The problem with most rate calculators is that they work forwards: take your desired salary, divide by hours, done. That approach misses the costs freelancers carry that employees don’t — 15.3% self-employment tax, health insurance premiums, business expenses, and the income gap that comes from time off, slow seasons, and unpaid admin.
ChargeWhat works backwards. You enter the take-home you need, and the calculator figures out the minimum rate required to actually get there — after all taxes, after all costs, with a buffer built in. The math is transparent, the results update instantly, and nothing is hidden behind a signup.
Right now: a US freelance rate calculator covering all 50 states, and a UK freelance rate calculator verified against HMRC 2026/27 rates including Scotland’s six-band system. Both include a visual breakdown of where your gross revenue goes, and the US calculator includes a project quote tool.
A Canada calculator is in the works.
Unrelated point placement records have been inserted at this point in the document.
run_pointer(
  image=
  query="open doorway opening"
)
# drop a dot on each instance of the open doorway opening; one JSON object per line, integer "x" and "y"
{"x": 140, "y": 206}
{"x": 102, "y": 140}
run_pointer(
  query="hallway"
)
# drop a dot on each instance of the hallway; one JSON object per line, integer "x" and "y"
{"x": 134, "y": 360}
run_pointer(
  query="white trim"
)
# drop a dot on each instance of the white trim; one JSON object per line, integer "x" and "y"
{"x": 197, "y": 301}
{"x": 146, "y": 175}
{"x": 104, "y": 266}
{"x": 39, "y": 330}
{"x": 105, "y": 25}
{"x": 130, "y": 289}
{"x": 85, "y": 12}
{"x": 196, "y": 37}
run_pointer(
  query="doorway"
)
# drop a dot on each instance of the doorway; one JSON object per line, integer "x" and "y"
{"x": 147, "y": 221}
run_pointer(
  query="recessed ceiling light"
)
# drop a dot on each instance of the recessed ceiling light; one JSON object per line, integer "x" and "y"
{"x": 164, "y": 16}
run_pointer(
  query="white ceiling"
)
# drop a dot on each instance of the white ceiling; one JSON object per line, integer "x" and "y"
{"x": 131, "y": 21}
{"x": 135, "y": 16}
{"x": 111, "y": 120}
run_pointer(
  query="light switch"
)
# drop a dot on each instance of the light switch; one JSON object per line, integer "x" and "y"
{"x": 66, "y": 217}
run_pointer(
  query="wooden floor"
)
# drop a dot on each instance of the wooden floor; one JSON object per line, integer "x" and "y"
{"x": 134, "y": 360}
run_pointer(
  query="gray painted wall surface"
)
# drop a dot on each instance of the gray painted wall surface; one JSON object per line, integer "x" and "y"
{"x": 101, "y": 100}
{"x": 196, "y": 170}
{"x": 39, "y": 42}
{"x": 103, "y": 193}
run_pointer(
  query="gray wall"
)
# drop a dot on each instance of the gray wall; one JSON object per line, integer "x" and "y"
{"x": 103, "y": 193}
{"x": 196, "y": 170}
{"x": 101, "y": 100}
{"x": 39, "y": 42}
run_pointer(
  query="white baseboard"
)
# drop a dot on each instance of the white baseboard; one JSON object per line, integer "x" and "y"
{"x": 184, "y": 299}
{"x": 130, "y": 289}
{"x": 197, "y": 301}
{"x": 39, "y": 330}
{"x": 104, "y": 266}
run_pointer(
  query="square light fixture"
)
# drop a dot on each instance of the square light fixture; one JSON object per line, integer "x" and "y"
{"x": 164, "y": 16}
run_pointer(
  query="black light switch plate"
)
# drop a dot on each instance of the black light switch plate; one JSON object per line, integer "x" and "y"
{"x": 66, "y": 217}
An LLC vs S-Corp calculator — to help freelancers model whether S-Corp election makes sense at their income level — is planned for later in 2026.
All results are estimates for planning purposes, not tax advice. The US calculator uses 2026 IRS rates with SE tax applied to 92.35% of net profit per Schedule SE methodology. The UK calculator uses HMRC 2026/27 published rates. For decisions about business structure or tax strategy, talk to a CPA or accountant.